PI3-K/Akt/JNK/NF-κB is essential for MMP-9 expression and outgrowth in human limbal epithelial cells on intact amniotic membrane

Matrix metalloproteinase-9 (MMP-9) plays an important role in the outgrowth of expanded human limbal epithelial cells on intact amniotic membranes (AM). The mechanisms of MMP-9 expression and cell outgrowth remain unknown. Here, we demonstrated that MMP-9 is preferentially expressed at the leading edge of limbal epithelial outgrowth. Treatment with the inhibitors of PI3-K (LY294002), Akt (SH-5), MEK1/2 (U0126), and JNK1/2 (SP600125) attenuated the outgrowth area, indicating that PI3-K/Akt, p42/p44 MAPK, and JNK1/2 are involved in the outgrowth of intact AM-expanded limbal epithelial cells. However, MMP-9 expression at both transcriptional and translational levels was attenuated by treatment with SP600125, LY294002, or SH-5, not by U0126 and SB202190, suggesting that JNK1/2 and PI3-K/Akt participate in MMP-9 expression. Moreover, NF-κB phosphorylation and nuclear translocation was especially noted at the leading edge, which was attenuated by treatment with SP600125 or LY294002. Helenalin, a selective NF-κB inhibitor, reduced both the limbal epithelial outgrowth and MMP-9 expression.
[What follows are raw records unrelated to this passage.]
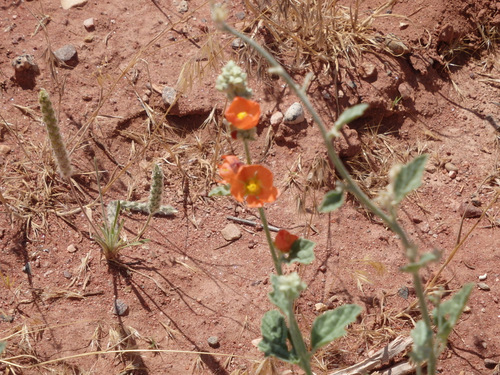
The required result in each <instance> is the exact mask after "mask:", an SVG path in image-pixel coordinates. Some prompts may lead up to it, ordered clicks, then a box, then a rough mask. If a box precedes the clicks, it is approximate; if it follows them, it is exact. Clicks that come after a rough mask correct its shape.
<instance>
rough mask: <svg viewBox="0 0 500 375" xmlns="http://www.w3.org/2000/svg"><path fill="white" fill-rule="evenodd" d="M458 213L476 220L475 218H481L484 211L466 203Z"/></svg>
mask: <svg viewBox="0 0 500 375" xmlns="http://www.w3.org/2000/svg"><path fill="white" fill-rule="evenodd" d="M458 213H459V214H460V216H463V217H466V218H475V217H480V216H481V214H482V213H483V210H481V209H480V208H478V207H474V205H472V204H469V203H467V202H464V203H462V204H461V205H460V207H459V209H458Z"/></svg>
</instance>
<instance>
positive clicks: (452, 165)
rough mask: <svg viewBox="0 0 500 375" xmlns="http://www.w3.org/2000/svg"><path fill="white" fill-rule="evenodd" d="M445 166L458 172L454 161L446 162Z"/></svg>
mask: <svg viewBox="0 0 500 375" xmlns="http://www.w3.org/2000/svg"><path fill="white" fill-rule="evenodd" d="M444 168H445V169H446V170H447V171H448V172H452V171H455V172H458V168H457V167H456V166H455V164H453V163H446V164H445V165H444Z"/></svg>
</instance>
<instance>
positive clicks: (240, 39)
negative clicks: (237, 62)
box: [231, 38, 245, 49]
mask: <svg viewBox="0 0 500 375" xmlns="http://www.w3.org/2000/svg"><path fill="white" fill-rule="evenodd" d="M243 47H245V43H244V42H243V41H242V40H241V39H240V38H236V39H235V40H233V41H232V42H231V48H232V49H240V48H243Z"/></svg>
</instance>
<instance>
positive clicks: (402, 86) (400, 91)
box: [398, 82, 414, 100]
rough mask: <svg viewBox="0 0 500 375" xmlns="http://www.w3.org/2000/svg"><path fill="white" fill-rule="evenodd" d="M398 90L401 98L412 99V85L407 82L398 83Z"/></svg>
mask: <svg viewBox="0 0 500 375" xmlns="http://www.w3.org/2000/svg"><path fill="white" fill-rule="evenodd" d="M398 91H399V94H400V95H401V97H402V98H403V99H405V100H407V99H410V100H413V96H414V90H413V87H411V86H410V84H409V83H407V82H403V83H402V84H400V85H399V86H398Z"/></svg>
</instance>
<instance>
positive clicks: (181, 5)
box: [177, 0, 189, 13]
mask: <svg viewBox="0 0 500 375" xmlns="http://www.w3.org/2000/svg"><path fill="white" fill-rule="evenodd" d="M188 10H189V4H188V2H187V1H186V0H182V1H181V2H180V3H179V5H177V11H178V12H179V13H186V12H187V11H188Z"/></svg>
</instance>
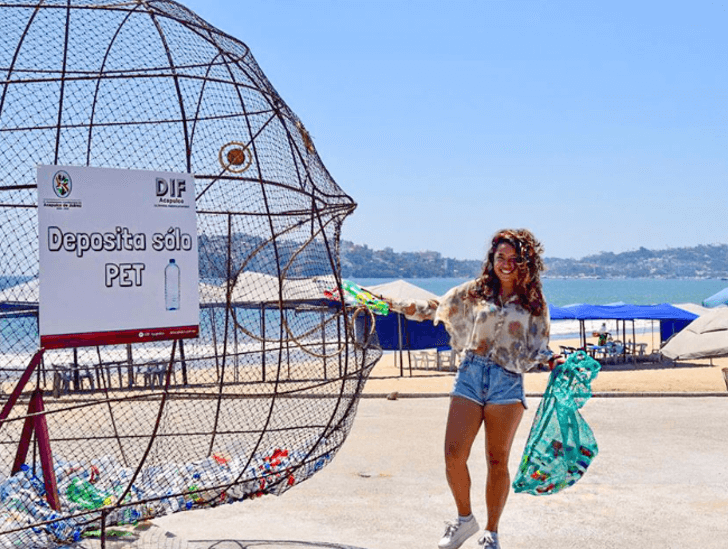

Finally, the data reveal that PI3-K/Akt is an upstream component of the JNK1/2 pathway in MMP-9 expression. Thus, both MAPKs and PI3-K/Akt are required for limbal epithelial outgrowth on intact AM, only the PI3-K/Akt/JNK is essential for MMP-9 expression mediated through activation of transcriptional factor NF-κB in this model.

► Up-regulation of MMP-9 associated with cell outgrowth.
► PI3K/Akt and JNK mediated expression of MMP-9 via NF-κB.
► Intact amniotic membrane served as a matrix for outgrowth of corneal epithelial cells.